15. Usulî kazanılmış hak kurumu, davaların uzamasını önlemek, hukukî alanda istikrar sağlamak ve kararlara karşı genel güvenin sarsılmasını önlemek amacıyla Yargıtay uygulamaları ile geliştirilmiş, öğretide kabul görmüş ve usul hukukunun vazgeçilmez, ana ilkelerinden biri hâline gelmiştir.
16. Anlam itibariyle, bir davada mahkemenin ya da tarafların yapmış olduğu bir usul işlemi ile taraflardan biri lehine doğmuş ve kendisine uyulması zorunlu olan hakkı ifade etmektedir.

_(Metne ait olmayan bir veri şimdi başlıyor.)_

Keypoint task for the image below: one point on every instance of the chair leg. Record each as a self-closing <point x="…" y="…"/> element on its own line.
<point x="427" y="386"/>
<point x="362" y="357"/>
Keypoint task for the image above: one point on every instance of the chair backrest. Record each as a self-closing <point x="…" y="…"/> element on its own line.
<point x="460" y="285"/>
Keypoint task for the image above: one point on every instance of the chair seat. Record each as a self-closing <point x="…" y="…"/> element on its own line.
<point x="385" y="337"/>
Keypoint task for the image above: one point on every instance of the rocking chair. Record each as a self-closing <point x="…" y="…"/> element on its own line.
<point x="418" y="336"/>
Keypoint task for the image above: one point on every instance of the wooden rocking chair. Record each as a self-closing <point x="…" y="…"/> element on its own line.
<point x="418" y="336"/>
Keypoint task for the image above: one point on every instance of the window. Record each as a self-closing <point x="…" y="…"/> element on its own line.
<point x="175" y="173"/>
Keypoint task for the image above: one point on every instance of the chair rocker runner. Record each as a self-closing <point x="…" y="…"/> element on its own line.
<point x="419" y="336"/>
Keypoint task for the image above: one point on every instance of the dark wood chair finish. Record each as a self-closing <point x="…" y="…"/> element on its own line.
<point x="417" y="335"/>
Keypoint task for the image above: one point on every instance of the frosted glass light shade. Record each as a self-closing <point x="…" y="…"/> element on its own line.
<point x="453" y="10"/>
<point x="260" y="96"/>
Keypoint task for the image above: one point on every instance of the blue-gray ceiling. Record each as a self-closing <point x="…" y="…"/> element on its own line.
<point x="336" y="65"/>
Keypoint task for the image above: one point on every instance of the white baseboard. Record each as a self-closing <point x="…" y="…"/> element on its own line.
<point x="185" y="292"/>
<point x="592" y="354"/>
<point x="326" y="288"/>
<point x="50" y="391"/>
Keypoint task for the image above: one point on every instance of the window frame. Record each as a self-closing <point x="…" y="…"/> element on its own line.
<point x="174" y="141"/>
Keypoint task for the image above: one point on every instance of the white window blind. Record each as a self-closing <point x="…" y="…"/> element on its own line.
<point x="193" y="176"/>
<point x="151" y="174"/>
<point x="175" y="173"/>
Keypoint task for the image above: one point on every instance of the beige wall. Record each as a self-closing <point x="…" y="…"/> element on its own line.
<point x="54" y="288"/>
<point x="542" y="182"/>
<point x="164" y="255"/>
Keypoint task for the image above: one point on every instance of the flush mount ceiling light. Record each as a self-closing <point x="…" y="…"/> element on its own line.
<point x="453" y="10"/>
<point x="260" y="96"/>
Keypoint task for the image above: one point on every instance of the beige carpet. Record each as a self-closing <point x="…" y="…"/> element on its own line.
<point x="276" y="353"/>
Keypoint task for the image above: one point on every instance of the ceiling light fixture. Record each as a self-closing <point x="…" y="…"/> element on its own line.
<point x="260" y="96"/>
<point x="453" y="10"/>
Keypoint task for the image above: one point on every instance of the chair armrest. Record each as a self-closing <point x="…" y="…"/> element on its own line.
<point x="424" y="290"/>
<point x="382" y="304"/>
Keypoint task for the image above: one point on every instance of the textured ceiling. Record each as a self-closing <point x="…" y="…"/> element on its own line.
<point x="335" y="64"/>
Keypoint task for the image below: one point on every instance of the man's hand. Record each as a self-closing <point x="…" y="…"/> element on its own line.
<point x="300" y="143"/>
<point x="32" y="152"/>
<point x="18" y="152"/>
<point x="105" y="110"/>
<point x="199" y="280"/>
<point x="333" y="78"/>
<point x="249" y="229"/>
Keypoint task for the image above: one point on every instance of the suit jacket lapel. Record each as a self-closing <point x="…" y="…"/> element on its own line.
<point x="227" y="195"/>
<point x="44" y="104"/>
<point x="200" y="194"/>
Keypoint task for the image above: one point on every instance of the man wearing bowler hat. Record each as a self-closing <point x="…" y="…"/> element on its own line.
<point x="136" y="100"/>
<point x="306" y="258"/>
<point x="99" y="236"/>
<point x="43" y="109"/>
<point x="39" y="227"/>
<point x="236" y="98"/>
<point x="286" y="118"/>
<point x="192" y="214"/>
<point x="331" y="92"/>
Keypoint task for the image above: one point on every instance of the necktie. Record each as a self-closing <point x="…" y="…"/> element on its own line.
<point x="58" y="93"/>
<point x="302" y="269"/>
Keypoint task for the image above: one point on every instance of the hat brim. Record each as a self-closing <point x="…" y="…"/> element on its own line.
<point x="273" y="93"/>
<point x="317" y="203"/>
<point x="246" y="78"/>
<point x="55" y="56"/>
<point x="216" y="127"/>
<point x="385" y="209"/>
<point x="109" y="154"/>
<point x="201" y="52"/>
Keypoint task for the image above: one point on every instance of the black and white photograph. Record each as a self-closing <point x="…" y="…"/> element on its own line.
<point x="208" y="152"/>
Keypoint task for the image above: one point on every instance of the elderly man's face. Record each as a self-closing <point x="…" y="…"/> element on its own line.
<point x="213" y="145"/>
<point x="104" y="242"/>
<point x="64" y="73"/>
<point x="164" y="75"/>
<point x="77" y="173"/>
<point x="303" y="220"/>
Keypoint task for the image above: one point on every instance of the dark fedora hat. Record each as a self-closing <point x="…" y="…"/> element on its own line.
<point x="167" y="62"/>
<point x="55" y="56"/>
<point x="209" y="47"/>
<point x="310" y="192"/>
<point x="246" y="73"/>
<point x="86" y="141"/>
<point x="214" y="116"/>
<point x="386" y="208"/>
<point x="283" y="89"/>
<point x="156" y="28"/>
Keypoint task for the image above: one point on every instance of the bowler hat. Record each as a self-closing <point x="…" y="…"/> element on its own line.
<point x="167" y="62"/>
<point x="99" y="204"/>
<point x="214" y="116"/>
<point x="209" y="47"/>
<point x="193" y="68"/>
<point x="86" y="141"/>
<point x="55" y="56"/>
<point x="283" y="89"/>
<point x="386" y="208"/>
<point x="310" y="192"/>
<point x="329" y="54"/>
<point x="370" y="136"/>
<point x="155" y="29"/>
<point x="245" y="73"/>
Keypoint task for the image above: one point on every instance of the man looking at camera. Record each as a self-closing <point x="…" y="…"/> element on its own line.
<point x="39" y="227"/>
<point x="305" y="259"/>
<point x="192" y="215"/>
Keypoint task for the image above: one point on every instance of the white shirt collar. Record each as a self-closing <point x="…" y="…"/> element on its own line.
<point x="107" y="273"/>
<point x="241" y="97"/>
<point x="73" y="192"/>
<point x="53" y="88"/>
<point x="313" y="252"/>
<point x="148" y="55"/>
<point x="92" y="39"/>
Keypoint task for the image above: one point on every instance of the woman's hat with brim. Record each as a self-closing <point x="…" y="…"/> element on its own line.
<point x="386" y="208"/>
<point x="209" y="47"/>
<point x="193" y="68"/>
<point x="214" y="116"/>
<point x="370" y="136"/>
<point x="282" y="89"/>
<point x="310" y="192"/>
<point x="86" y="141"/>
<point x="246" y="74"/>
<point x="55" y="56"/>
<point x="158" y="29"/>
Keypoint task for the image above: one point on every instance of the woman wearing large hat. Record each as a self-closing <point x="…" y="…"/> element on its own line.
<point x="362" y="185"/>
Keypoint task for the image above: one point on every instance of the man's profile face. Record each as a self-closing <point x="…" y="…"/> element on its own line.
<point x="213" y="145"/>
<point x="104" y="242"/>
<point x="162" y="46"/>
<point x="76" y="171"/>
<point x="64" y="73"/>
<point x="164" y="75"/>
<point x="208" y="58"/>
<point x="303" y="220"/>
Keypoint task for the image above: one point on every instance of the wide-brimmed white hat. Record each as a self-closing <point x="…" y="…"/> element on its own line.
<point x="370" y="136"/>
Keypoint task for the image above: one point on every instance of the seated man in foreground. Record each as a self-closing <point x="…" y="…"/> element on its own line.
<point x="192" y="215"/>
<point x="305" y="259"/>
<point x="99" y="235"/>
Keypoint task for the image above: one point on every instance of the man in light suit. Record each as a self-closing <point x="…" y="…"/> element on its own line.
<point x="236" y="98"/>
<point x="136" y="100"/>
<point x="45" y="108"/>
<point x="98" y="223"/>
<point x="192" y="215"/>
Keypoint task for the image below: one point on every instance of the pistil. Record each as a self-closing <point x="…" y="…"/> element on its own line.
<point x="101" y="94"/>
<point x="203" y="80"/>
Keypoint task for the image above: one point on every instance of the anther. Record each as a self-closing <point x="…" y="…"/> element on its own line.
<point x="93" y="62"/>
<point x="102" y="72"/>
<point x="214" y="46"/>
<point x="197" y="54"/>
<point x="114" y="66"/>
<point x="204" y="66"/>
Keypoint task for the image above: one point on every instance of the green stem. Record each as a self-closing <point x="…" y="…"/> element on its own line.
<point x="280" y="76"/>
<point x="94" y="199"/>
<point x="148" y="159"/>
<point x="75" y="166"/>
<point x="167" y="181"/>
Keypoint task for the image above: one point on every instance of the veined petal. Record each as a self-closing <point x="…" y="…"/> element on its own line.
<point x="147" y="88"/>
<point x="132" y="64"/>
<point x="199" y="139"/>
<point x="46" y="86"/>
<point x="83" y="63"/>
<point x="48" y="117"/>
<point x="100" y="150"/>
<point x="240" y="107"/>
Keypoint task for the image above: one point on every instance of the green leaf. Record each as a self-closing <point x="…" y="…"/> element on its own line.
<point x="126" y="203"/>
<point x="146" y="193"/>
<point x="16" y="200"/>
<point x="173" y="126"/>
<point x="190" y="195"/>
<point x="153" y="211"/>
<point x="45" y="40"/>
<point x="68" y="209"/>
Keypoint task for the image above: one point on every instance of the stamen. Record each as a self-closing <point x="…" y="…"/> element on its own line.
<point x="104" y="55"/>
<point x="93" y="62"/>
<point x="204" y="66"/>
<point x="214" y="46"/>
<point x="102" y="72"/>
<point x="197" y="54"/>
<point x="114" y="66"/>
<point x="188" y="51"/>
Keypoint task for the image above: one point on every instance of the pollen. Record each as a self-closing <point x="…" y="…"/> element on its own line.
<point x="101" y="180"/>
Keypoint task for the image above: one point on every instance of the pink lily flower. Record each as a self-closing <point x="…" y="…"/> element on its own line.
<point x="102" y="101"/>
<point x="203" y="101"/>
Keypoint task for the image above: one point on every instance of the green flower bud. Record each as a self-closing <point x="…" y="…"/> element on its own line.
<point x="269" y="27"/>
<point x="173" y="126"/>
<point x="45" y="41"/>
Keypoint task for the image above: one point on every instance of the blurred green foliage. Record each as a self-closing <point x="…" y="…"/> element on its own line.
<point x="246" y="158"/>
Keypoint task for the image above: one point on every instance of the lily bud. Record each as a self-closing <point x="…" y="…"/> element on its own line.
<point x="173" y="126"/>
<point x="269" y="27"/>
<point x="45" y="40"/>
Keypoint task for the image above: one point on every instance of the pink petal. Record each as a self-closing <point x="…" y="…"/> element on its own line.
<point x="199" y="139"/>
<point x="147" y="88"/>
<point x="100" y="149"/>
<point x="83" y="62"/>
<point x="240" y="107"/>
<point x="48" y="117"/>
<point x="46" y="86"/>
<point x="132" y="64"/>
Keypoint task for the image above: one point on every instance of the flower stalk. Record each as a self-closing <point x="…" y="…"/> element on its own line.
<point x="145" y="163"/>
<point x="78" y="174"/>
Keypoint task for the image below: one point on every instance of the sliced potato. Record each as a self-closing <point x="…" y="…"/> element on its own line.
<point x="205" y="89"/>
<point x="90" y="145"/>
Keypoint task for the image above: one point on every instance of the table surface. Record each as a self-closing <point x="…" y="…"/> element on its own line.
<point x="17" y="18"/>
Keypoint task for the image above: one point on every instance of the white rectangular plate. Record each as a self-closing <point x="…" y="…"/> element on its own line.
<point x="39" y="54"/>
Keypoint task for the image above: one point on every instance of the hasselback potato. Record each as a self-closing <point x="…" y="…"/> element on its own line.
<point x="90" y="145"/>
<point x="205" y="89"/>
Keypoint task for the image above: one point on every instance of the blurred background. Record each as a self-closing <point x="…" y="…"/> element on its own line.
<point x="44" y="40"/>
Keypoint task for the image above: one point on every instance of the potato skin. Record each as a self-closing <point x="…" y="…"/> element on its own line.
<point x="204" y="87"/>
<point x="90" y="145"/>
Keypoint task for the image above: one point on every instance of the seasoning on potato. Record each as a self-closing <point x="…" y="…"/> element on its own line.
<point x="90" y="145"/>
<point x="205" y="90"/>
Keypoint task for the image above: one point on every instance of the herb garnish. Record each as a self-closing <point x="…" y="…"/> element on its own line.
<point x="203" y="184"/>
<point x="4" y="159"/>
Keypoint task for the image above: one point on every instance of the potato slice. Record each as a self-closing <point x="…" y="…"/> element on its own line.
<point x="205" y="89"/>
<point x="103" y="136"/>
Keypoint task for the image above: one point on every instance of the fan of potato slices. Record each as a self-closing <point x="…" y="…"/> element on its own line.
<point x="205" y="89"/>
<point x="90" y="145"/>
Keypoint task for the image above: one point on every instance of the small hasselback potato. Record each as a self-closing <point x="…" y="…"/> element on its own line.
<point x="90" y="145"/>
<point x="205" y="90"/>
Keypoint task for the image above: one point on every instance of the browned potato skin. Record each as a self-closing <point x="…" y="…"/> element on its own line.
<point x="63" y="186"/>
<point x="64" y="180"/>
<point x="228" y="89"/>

17. Örneğin mahkemenin Yargıtay bozma kararına uymasıyla bozma kararı lehine olan taraf bakımından kazanılmış hak doğar.
18. Bir mahkemenin Yargıtay Dairesince verilen bozma kararına uyması sonunda kendisi için o kararda gösterilen biçimde inceleme ve araştırma yapmak ve yine o kararda belirtilen hukuksal esaslar gereğince karar vermek yükümlülüğü oluşur. Bu itibarla mahkemenin sonraki hükmünün bozma kararında gösterilen ilkelere aykırı bulunması usule uygun olmadığından bozma nedenidir.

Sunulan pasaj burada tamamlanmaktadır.